L’abus de majorité étant caractérisé, il y a lieu d’annuler la résolution n°19.
Sur la demande tendant à l’enlèvement des appareils de climatisation du local commun
La résolution n°19 ayant été annulée, cette demande est rejetée. Le jugement entrepris est donc confirmé de ce chef.
Sur les dépens, les frais de procédure non compris dans les dépens et la dispense de participation à la dépense commune des frais de procédure
Le jugement entrepris est confirmé de ces chefs.
Il est infirmé en ce qu’il a admis les avocats qui en font la demande et qui peuvent y prétendre au bénéfice des dispositions de l’article 699 du code de procédure civile. Il y a lieu de dire n’y avoir lieu à admettre l’avocat de la SCI du Quai au bénéfice de l’article 699 du code de procédure civile lequel n’est pas applicable dans les trois départements du Bas-Rhin, du Haut-Rhin et de la Moselle.
A hauteur d’appel, le syndicat des copropriétaires est condamné aux dépens ainsi qu’à payer la somme de 2 000 euros à la SCI du Quai sur le fondement des dispositions de l’article 700 du code de procédure civile pour ses frais de procédure non compris dans les dépens.
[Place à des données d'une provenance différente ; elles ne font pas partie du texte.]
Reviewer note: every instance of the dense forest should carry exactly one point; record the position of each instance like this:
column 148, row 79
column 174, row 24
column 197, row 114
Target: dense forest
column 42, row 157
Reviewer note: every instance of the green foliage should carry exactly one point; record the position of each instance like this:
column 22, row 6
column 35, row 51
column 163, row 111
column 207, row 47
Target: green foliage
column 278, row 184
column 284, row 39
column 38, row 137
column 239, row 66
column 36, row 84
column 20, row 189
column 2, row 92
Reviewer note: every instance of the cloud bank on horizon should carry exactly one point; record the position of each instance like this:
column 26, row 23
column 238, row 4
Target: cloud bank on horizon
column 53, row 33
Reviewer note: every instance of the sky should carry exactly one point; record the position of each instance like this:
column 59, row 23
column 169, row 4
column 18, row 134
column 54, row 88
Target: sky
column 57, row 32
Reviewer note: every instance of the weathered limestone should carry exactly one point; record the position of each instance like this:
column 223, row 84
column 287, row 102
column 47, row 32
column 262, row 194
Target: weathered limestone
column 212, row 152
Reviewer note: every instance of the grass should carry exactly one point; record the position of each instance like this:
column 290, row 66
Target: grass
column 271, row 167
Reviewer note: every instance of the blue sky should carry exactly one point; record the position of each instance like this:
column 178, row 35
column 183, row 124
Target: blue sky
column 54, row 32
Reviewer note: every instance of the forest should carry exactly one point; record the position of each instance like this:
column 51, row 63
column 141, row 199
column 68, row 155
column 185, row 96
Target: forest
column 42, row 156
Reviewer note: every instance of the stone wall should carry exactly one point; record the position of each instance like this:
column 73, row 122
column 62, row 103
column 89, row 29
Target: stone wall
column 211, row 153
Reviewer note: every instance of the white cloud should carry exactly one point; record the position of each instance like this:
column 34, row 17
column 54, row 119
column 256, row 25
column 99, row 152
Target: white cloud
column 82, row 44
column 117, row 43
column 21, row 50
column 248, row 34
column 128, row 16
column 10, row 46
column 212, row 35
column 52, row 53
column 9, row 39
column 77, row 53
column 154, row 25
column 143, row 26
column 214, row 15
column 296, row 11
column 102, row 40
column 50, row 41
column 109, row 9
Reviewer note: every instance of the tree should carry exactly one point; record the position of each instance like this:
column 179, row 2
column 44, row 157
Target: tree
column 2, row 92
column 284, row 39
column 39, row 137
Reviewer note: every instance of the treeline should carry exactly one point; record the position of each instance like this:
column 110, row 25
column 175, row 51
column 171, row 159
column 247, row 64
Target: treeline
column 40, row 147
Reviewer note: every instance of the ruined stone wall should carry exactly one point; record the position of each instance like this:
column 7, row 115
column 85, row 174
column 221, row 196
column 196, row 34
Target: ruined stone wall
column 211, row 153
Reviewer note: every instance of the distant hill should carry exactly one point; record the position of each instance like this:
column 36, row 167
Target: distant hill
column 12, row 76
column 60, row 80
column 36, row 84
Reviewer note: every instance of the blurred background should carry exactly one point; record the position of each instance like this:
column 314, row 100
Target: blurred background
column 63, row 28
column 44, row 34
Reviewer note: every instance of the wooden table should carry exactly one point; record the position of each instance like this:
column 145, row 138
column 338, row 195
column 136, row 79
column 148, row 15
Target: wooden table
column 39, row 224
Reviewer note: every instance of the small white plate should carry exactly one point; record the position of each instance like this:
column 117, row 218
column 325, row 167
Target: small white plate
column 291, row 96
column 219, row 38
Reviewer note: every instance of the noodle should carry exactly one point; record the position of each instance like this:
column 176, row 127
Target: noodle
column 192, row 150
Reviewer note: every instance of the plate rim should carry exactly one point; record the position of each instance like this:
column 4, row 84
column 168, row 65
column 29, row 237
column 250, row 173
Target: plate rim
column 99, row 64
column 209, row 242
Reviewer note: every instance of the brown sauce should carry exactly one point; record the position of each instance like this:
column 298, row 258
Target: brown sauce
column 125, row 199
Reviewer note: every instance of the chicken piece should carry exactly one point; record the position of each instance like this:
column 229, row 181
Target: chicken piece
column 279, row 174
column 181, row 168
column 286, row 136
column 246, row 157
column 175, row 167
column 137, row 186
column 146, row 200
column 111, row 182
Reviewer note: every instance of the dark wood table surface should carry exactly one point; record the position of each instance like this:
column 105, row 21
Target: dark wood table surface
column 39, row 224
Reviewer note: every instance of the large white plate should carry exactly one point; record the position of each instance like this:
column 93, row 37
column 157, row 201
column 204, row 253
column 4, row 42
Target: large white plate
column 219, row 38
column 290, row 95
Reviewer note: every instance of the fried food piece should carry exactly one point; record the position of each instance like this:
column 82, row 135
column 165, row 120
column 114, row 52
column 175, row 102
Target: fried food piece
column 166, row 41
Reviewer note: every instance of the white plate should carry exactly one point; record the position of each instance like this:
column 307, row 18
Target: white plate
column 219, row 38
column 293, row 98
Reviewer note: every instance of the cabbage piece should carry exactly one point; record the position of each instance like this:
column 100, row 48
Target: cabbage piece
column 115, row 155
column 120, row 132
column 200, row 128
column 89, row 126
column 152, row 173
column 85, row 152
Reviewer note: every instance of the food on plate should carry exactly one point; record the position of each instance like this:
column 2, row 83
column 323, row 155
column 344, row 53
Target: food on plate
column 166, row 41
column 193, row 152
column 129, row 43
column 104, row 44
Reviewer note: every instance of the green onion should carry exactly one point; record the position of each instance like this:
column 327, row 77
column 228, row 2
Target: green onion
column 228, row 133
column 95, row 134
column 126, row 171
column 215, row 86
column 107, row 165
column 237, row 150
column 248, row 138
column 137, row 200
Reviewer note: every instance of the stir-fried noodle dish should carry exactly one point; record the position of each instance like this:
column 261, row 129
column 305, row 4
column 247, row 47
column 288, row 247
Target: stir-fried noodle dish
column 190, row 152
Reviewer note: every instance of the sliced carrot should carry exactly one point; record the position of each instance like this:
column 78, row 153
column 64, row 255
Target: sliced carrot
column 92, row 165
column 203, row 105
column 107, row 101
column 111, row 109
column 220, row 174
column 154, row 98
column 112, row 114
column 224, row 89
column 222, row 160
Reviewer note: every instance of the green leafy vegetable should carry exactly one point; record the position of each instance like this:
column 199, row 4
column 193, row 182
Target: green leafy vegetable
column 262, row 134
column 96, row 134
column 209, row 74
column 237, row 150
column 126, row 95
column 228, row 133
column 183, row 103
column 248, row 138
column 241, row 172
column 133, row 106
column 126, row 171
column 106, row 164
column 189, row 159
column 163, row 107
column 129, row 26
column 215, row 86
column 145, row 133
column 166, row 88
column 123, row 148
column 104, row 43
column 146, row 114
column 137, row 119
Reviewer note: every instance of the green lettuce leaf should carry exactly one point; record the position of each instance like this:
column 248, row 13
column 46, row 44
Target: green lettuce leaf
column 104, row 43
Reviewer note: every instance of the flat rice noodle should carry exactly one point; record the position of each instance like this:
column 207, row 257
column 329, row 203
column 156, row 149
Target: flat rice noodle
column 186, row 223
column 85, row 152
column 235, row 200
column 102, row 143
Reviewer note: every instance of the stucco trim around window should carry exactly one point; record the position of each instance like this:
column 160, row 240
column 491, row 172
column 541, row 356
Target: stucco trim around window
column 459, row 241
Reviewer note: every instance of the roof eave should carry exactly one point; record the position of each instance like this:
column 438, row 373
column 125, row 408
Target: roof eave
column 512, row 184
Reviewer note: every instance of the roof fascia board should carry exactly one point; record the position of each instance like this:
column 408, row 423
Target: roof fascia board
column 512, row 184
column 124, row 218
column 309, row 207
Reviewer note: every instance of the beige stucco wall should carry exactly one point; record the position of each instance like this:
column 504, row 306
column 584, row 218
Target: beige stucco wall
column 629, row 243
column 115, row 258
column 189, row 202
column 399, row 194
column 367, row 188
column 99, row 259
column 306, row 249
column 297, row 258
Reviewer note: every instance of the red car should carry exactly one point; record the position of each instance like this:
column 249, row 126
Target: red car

La SCI est dispensée de toute participation à la dépense commune des frais de procédure dont la charge sera répartie entre les autres copropriétaires.
La demande d’indemnité formulée par le syndicat des copropriétaires sur le fondement de l’article 700 du code de procédure civile pour ses frais de procédure non compris dans les dépens exposés à hauteur d’appel est rejetée.
PAR CES MOTIFS
La cour, statuant, publiquement par arrêt contradictoire mis à disposition au greffe, après débats en audience publique et après en avoir délibéré :
INFIRME le jugement du tribunal judiciaire de Strasbourg du 5 juillet 2022 en ce qu’il a :
annulé l’assemblée générale des copropriétaires de la résidence « le Ritz» du 15 décembre 2020 ;
admis les avocats qui en ont fait la demande et qui peuvent y prétendre au bénéfice des dispositions de l’article 699 du code de procédure civile ;
LE CONFIRME, pour le surplus, dans les limites de l’appel ;
Statuant de nouveau sur les seuls points infirmés et y ajoutant :
REJETTE la demande tendant à l’annulation totale de l’assemblée générale de la copropriété de la Résidence Le Ritz du 15 décembre 2020 ;
ANNULE la résolution n°19 de l’assemblée générale du de la copropriété de la Résidence Le Ritz du 15 décembre 2020 ;
DIT n’y avoir lieu à admettre l’avocat de la SCI du Quai au bénéfice de l’article 699 du code de procédure civile s’agissant des dépens exposés en premier ressort ;
CONDAMNE le syndicat des copropriétaires de la Résidence Le Ritz aux dépens de la procédure d’appel ;
CONDAMNE le syndicat des copropriétaires de la Résidence Le Ritz à payer à la SCI du Quai la somme de 2 000 euros (deux mille euros) au titre de l’article 700 du code de procédure civile pour ses frais de procédure non compris dans les dépens exposés à hauteur d’appel ;
DISPENSE la SCI du Quai de toute participation à la dépense commune des frais de procédure exposés à hauteur d’appel, dont la charge sera répartie entre les autres copropriétaires ;
REJETTE la demande du syndicat des copropriétaires de la Résidence Le Ritz fondée sur les dispositions de l’article 700 du code de procédure civile pour ses frais de procédure non compris dans les dépens exposés à hauteur d’appel.